Former Senator and current MPAA chairman Chris Dodd has acknowledged that SOPA and its Senate counterpart PIPA have an image problem. Dodd says that the bills were largely considered a "slam dunk" before the protests that culminated in a massive site blackout on Wednesday. After the protests had built momentum, however, "this was a whole new different game all of a sudden," he said. While SOPA author Lamar Smith said last week that he was confident the bill would pass, Dodd now seems more interested in talking about the mistakes made than the chances of SOPA and PIPA succeeding.
Dodd blames the bills' reduced support on a slow timeline that allowed opposition to mobilize, but also on a strategy that ended up making the anti-piracy effort seem specifically about helping Hollywood. His own efforts were also limited by a law that prevents him from lobbying Congress directly within two years of leaving office.
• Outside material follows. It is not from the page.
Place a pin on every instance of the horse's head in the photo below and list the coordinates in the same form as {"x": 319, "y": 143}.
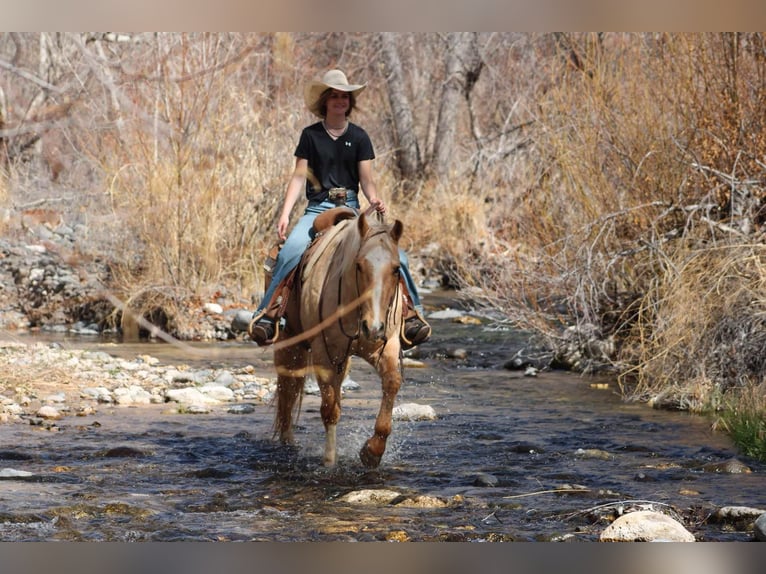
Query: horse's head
{"x": 378, "y": 271}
Dodd mentioned rethinking the film industry's distant relationship with Silicon Valley, and said he would welcome a meeting between Internet companies and content providers in order to rework the bills. Unfortunately, there was no mention of his inflammatory comments before the blackout, including calling the Internet protests an "abuse of power" and accusing critics of punishing officials trying to fight "foreign criminals." Dodd may take a different tack in his next round of lobbying, but cutting out the alarmist rhetoric probably won't be part of it.